‘The Park’ as a metaphor


Ravindra Tripathi’s


PARK3Three benches for three – yet no space – a scene from ‘The Park’

The 13th Bharat Rang Mahotsva has started with fanfare. Although the city of Delhi is freezing with  severe cold, the theatre lovers are daring with enthusiasm to watch the plays. Even those who  can’t get ticket or passes, can enjoy food with fire in The Foodhub, which serves delicious kababs and  momos . But let us talk about theatre instead of cold and food.

In Sriram Centre, on 8th of January, `The Park’, jointly written and directed by Manav Kaul and  Kumud Mishra, witnessed a houseful of appreciative audience.

`The Park’ is a play of just four characters, mainly three, who come in a public park during daytime. of course  reasons for their coming to the park are different. One wants to spend some leisure time, the  second one to have a nap on a bench and the third one, to watch a woman after she has had a shower.
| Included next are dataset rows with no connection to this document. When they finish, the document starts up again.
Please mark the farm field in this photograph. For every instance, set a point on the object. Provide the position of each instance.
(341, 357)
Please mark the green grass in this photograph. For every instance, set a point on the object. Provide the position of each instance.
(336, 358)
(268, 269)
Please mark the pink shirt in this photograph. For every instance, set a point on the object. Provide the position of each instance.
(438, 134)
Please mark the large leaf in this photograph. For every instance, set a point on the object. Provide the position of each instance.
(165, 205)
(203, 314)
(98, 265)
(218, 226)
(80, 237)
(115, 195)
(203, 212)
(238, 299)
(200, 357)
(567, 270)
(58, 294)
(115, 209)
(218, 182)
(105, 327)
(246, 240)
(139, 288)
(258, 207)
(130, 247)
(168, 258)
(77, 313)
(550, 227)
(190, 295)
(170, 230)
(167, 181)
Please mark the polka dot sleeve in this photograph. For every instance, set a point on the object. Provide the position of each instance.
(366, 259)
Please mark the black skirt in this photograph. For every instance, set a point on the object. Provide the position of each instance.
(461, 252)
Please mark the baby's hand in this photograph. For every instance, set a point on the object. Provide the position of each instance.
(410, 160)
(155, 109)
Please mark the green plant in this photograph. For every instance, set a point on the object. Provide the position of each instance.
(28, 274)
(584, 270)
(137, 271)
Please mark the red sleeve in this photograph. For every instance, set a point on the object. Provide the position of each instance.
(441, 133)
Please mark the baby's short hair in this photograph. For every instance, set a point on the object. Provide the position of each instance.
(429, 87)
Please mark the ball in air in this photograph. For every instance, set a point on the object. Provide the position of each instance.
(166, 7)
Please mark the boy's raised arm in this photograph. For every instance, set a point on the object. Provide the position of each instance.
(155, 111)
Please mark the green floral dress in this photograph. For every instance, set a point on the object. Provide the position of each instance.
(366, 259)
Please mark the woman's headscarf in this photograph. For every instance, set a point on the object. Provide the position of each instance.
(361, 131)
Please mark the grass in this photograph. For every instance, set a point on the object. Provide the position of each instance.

There are three benches in the park, so there should be no problem for separate and independent spaces for them.  But the problem starts when all of them want a particular bench for themselves. No one wants to leave his preferred bench. They argue and fight over their `rights’. The play starts as a comedy  but slowly and gradually it becomes serious. Laughter disappears and serious identity issues  appear. Right over the bench becomes a bone of contention between them. The burning topics of displacement and dislocation of people, the Indian adivasis, the Palestinians, the Israelis come in  foreground and in the process a comedy turns black. The play becomes a metaphor.  A metaphor for struggles of indigenous people fighting for their demands in many parts of the world . Who has the right of land where Israel exists today? The Israelis, who are there today or  the Palestinians, who are displaced? What is the basis of their rights? Who has the rights in Mumbai?  Does the marathi speaking person have more rights there than those who don’t know this language?  These issues come during their arguments.

As the arguments go further, tension develops and all of them start fighting among themselves.  the dialogue is broken. This shows how we, human beings, don’t settle our differences amicably and democratically. This is not happening only in India, but everywhere.

`The Park’ ends on positive note and initiates a process to think about how we bear our children.  What is the state of our education system? The actors gave commendable performances.